2005:Symbolic Genre Class

From MIREX Wiki


Cory McKay (McGill University) cory.mckay@mail.mcgill.ca


3rd AMENDED Genre Classification of MIDI Files Proposal


Submitted software will automatically classify MIDI recordings into genre categories.

1) Genre Categories

Two sets of genre categories will be used, one consisting of a few categories and one consisting of more categories. Systems will be trained and tested separately on these two taxonomies. This will allow measurements of how well the systems perform coarse classifications as well as fine classifications.

Although the categories will be organized hierarchically, submitted software will only need to produce classifications of leaf categories. This means that entrants who have not implemented hierarchical classification can simply treat the problem as a flat classification among the leaf categories, and can effectively ignore the hierarchy. The use of a hierarchical structure is suggested because this reflects the natural way in which humans appear to organize genre, and it allows one to take advantage of hierarchical classification techniques if desired. The approach proposed here has the advantage of allowing entrants to treat the problem as either a flat or hierarchical classification problem, whatever their preference.

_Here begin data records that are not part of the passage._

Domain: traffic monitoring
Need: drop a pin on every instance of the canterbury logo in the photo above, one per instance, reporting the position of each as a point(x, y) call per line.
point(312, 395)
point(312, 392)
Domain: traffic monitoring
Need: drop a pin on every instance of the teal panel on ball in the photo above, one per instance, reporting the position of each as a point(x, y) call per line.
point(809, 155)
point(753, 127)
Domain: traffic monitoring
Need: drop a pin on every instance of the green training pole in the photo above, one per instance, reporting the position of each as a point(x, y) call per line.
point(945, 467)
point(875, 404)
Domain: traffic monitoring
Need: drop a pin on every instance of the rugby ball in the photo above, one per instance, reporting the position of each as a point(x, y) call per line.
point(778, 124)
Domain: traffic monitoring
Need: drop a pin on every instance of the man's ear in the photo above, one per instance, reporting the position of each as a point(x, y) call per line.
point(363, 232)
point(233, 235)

Based on responses to the original proposal, each recording will belong to one and only one category. Although the original proposal of allowing multiple memberships is more realistic, it is inconsistent with how most systems have been implemented. Furthermore, allowing multiple classifications would have greatly complicated the task of the evaluation committee, so the choice of requiring single category classifications is probably better for all involved.

I have two taxonomies that I have used in past research, one consisting of 9 unique leaf categories, and the other of 38 unique leaf categories. I also have 25 hand-labelled MIDI recordings for each category (a total of 950 annotated recordings) that could be used for training and/or validation. Although alternative suggestions are certainly welcome, I propose these taxonomies and recordings simply because I have them and am more than willing to share them.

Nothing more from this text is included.